The Shape of Water won Best Picture at the Oscars in 2018, and del Toro’s new(ish) movie—not a remake of Edmund Goulding’s film, but a faithful adaptation of William Lindsay Gresham’s long, dark, and complicated 1946 novel—might spell the end of Searchlight Pictures, the studio formerly affixed with Fox and currently in the hole for $45 million on the production budget alone, forget about advertising. As a Hail Mary, they’ve re-released Nightmare Alley in black and white in 1020 theaters, promoted with the corny carnival subtitle “Visions in Darkness and Light.” I’ll blow the bugle and say this movie is great, and this version is worth seeing while it’s in theaters.

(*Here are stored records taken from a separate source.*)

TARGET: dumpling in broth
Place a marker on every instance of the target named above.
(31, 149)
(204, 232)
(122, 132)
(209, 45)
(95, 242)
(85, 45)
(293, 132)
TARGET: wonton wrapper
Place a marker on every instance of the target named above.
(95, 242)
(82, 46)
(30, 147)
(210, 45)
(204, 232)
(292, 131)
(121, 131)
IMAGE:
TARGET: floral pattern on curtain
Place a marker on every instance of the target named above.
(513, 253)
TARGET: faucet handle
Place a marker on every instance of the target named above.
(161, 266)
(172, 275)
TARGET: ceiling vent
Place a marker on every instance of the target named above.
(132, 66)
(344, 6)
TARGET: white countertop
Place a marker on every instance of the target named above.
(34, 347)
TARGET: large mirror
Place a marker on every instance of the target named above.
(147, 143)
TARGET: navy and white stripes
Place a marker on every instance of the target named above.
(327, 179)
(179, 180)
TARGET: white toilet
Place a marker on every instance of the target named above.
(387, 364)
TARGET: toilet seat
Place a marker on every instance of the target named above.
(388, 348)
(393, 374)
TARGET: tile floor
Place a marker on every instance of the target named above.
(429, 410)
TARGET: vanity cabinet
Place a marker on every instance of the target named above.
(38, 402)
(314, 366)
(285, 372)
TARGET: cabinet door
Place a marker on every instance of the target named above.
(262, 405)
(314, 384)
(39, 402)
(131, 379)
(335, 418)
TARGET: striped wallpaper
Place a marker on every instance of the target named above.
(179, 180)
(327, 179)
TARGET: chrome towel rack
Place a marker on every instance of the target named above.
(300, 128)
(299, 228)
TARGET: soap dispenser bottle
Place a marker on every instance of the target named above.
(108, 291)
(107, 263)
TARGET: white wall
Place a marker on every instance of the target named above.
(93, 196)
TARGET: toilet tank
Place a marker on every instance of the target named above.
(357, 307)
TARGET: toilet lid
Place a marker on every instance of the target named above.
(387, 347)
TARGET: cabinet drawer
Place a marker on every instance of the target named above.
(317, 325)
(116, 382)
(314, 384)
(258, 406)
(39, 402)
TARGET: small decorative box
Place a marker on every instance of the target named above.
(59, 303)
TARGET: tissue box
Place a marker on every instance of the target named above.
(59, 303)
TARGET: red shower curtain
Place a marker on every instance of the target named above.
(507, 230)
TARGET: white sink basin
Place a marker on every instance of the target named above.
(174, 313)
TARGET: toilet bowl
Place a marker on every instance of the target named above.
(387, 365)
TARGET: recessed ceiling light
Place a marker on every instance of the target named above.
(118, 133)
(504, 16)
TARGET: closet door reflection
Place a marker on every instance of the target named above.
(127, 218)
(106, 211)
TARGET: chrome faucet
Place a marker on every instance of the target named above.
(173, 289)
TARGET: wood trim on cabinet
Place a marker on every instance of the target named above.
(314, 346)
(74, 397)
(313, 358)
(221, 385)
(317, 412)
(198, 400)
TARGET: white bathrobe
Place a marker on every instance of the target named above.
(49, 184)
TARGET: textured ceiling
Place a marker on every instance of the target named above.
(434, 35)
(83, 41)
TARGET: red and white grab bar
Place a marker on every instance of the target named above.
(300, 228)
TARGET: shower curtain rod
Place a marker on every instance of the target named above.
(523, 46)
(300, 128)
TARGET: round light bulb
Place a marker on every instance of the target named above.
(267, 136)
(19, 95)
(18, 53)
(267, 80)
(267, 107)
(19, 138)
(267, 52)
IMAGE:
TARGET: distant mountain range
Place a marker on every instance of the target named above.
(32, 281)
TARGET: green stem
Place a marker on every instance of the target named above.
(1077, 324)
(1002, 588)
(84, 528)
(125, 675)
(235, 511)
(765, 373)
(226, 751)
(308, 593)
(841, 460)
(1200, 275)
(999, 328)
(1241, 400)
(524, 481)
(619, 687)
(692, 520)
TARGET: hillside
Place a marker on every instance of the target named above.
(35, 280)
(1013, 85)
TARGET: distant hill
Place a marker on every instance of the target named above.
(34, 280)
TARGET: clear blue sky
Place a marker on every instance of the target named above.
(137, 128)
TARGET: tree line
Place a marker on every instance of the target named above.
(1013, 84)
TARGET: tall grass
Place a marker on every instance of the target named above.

There’s no way this movie looks better in color, not only because del Toro and cinematographer Dan Laustsen lit it with black and white in mind (like Peter Bogdanovich and László Kovács with 1976’s Nickelodeon, a flawed film that remains one-note and boring in any color), but because Gresham’s novel can finally be adapted without elision or censorship. Del Toro’s Nightmare Alley is a noir—not a neo-noir—where peoples’ noses are punched into their skulls, with fountains of blood and no sight spared when dealing with the “freaks” that run the carnival. We begin with the image of Stan Carlisle (Bradley Cooper) picking up a wrapped body, throwing it into the open floor, and following it up with a match. Cut to the carnival: Carlisle is a born carnie and a huckster with dreams of bigger schemes, but he has to start somewhere.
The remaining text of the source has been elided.